Agora estou mais convicto ainda de que tenho que passar um período da minha vida morando sozinho. Nada de trocar a mãe pela esposa. Quero ter que pagar minhas contas, ir em reunião do condomínio e me desesperar quando perder a chave da porta. Esse tipo de coisa muda sua percepção de vida, ganha-se maturidade e responsabilidade. Experiência extremamente benéfica.

Agora voltei as velhas regras. Ter que prestar conta de quase tudo, ouvir reclamações e ser obrigado a fazer coisas. Parece tão distante o tempo em que este era meu Reino, assim como parece distante a época em que tinha uma Rainha ao meu lado...

Será que falar da saudade ajuda a aliviá-la ou só piora? Será que alguém tem essa resposta?
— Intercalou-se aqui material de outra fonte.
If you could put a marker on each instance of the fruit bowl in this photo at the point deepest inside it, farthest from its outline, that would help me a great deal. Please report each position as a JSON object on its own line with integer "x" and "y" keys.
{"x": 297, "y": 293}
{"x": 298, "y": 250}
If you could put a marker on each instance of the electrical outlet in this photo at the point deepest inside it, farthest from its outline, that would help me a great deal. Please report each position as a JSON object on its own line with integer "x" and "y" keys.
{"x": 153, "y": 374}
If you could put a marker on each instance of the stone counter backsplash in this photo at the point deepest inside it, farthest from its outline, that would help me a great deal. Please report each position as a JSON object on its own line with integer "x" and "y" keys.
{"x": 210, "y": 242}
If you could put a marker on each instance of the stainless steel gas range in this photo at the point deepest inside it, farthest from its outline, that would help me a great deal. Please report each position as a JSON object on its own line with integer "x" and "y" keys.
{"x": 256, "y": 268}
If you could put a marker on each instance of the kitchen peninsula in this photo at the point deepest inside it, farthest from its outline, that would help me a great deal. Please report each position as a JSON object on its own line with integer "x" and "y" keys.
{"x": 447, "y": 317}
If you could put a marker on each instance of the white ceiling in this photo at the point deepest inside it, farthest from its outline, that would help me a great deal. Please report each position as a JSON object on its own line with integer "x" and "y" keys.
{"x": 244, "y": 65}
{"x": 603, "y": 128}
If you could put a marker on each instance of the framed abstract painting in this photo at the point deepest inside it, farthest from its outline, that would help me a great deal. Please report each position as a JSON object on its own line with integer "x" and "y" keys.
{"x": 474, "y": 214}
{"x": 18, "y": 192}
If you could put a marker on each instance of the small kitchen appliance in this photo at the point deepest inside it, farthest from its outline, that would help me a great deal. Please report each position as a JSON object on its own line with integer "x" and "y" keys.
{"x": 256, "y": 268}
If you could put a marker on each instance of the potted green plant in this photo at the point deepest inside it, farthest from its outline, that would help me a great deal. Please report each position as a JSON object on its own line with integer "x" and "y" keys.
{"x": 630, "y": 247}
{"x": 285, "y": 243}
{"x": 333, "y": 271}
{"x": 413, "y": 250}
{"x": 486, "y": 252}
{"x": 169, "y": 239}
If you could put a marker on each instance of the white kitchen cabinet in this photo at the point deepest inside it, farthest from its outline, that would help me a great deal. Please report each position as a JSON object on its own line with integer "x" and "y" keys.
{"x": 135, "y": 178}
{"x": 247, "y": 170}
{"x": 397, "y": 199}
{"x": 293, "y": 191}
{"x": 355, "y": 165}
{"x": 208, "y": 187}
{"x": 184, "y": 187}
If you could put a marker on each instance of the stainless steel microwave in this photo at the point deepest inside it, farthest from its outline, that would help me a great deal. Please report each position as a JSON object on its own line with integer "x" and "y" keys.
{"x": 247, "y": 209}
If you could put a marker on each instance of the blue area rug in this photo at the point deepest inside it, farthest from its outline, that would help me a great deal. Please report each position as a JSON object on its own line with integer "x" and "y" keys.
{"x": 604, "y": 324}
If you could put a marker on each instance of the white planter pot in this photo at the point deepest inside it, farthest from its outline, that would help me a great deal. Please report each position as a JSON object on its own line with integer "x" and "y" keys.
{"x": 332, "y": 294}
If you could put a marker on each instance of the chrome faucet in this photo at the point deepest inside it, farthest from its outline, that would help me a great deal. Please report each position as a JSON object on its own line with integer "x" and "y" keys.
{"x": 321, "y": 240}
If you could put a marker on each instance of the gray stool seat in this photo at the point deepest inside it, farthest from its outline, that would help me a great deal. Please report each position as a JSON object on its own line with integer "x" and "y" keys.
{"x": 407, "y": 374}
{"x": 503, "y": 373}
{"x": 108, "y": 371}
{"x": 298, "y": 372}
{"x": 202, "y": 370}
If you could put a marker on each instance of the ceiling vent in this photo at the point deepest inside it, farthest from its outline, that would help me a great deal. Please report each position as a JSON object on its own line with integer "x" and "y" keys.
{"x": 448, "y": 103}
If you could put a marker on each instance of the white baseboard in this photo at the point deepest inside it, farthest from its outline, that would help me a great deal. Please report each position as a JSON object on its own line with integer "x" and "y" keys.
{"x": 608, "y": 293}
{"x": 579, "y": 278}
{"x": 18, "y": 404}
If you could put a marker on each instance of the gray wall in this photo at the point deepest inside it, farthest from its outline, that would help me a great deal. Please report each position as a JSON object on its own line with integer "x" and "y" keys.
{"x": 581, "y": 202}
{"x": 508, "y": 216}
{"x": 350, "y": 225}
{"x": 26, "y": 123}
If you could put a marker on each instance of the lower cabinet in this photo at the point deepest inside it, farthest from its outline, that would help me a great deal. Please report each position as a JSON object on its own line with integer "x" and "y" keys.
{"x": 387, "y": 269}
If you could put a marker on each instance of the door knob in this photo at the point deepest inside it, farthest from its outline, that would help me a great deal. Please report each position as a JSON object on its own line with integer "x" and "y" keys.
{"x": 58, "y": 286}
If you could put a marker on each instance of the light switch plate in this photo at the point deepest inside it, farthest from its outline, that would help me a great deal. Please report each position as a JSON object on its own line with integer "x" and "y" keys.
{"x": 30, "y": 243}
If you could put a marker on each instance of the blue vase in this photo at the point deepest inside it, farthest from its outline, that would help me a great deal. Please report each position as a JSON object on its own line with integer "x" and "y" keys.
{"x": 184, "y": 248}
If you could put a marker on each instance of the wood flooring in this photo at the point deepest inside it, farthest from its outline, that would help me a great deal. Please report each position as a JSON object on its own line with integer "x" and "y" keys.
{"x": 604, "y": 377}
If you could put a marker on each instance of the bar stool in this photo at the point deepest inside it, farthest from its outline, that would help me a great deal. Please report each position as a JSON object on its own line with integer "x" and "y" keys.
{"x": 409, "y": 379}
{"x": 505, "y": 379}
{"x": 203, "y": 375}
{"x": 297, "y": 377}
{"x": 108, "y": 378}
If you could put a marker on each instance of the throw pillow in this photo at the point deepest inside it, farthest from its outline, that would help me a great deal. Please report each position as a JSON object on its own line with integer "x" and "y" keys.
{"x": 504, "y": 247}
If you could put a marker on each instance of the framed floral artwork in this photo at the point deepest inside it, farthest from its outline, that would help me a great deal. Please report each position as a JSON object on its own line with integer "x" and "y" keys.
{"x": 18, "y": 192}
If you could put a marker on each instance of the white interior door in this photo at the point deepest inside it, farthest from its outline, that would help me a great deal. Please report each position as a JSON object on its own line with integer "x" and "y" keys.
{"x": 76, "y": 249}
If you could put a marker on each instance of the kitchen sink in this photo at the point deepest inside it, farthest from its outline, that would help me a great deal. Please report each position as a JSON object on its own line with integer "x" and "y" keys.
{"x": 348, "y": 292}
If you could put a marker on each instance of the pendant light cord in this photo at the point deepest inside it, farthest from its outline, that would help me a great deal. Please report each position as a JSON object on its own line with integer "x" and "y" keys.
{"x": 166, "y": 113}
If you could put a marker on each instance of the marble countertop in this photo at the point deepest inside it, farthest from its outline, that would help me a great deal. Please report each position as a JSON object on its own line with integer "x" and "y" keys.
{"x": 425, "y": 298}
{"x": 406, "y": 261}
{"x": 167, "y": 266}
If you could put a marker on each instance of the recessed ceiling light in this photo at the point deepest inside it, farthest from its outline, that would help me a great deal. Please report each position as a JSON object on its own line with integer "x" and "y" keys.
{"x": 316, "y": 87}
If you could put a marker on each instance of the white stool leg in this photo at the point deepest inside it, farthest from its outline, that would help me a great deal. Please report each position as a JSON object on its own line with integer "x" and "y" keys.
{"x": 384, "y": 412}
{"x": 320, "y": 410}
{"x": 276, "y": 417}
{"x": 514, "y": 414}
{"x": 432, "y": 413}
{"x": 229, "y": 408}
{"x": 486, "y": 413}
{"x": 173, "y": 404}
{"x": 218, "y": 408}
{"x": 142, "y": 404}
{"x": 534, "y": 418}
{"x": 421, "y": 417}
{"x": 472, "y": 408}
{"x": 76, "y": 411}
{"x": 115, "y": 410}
[Song of the day] Marisa Monte - A sua

"Eu só quero que você saiba
Que estou pensando em você(...)"


Quinta-feira, Fevereiro 07, 2008

Day 5: The Workaholic Araise

Eita esses altos e baixos.

Alguns dias bons se sucederam. Contar com 3 caixas de latinha, meia dúzia de amigos e horas e horas de conversa ajudam bastante. Ajuda a aliviar a idéia de estar sozinho.

Quanto a parte de sentir falta de uma razão, nada como voltar ao trabalho e se atolar nele para resolver. Dá um senso de propósito e certo reconhecimento.

Quando o cachorro voltar terei a atenção e carinho que ainda faltam.
Pronto! Tudo que preciso para sobreviver um mês.. certo?


Terça-feira, Fevereiro 05, 2008

Day 2: The Recovery

Hoje foi um dia feliz!

Apesar de ter ido dormir ontem com a cara inchada e o travesseiro molhado, hoje acordei bem melhor.

Nada como exerxícios, fazer seu próprio almoço e passar o dia com amigos para mostrar que o mundo não acabou.

E pra terminar melhor só mesmo vê-la através da webcam. Parecendo tão perto, mas ao mesmo tempo em um outro mundo. Ai a saudade.

Será que esse mês terá mais dias como o de hoje, ou irá parecer mais com ontem? Ou será que dias completamente diferentes virão..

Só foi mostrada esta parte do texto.